Immunotherapy, which aims to harness the body’s immune system to fight off certain cancers, has received plenty of attention, praise and investment in recent years. Breakthrough treatments for melanoma and other cancers have shown startling results, giving some patients months and often years of life they almost certainly would not otherwise have had.
Yet, for all their promise, immune therapies have not produced such dramatic results for the majority of patients. The same drug that causes metastatic melanoma to vanish in one patient might have no effect on another. At best, only one or two patients out of five will respond to immunotherapy treatments — remarkable numbers compared to past standards, but still far lower than anyone would like.
New research published Monday in the journal Nature explores the molecular mechanisms that prevent immunotherapy drugs from working in some patients, and researchers hope the findings will help make the treatments more effective over time.
In short, the researchers studied why certain tumors were able to evade immune therapies designed to unleash the body’s defenses to fight cancer. They noted that tumors with a high concentration of “T cells,” a type of white blood cell essential to the human immune system, were more responsive to the treatments.
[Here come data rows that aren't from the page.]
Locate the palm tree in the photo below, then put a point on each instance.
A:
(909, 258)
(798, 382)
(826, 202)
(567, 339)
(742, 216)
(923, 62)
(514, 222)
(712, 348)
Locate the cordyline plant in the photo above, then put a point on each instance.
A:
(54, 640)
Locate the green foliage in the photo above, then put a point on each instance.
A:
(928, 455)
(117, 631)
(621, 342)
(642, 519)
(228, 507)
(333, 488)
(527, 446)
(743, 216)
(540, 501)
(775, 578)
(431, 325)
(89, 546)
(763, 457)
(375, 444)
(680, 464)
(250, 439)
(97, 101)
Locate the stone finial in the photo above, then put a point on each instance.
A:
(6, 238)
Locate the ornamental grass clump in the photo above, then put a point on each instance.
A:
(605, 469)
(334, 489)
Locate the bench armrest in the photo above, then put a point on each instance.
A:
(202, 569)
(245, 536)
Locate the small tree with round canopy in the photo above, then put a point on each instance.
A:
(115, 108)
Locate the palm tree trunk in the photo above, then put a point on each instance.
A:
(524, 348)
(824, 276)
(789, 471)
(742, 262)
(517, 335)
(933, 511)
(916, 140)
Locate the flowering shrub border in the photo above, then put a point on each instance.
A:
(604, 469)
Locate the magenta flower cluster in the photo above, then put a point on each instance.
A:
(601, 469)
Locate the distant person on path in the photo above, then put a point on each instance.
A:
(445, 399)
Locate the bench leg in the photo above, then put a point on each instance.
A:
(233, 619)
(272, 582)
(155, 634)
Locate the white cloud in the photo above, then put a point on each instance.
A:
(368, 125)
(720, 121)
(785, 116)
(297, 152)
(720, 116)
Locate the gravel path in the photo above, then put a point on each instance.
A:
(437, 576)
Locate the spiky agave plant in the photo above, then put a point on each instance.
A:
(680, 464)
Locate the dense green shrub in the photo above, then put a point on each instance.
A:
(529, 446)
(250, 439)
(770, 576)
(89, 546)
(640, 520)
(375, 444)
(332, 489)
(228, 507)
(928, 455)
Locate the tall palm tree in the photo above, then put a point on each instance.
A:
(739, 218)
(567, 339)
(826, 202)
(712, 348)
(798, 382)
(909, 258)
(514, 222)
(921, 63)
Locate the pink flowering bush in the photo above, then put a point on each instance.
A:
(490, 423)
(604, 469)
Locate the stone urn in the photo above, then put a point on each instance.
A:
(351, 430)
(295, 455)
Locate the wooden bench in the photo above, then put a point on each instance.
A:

Tumors with a low number of T cells inside what researchers call the “cancer microenvironment” were far less responsive to the new drugs.
“The tumors are acting to protect themselves,” said Weiping Zou, a senior author of the study and a professor of surgery, immunology and biology at the University of Michigan’s medical school. “If the T cells cannot get in, they have no way to kill the tumors.”
Using human and mouse models of ovarian cancer cells, he and other scientists experimented with specific drugs aimed at helping generate more T cells within a tumor, so that it would then be more responsive to immunotherapy. Although it’s early, the approach seems to have promise.
Immune therapies have rapidly become a pillar of cancer treatment in recent years, and numerous trials are underway in hopes of expanding the successes to bladder cancer, breast cancer, Hodgkin’s lymphoma, head and neck tumors, and other types of the disease. Researchers also are testing the new drugs in combination with one another and with other therapies.
The main obstacle has been the realization that some cancers have proved less susceptible to immune therapies, and some patients have fared far better than others. If researchers such as Zou and his colleagues can engineer ways to make game-changing immune therapies effective in more patients, that would be a game-changing feat.
“How can we make the responders more responsive, and make the non-responders become responders?” Zou said. “That’s the whole goal.”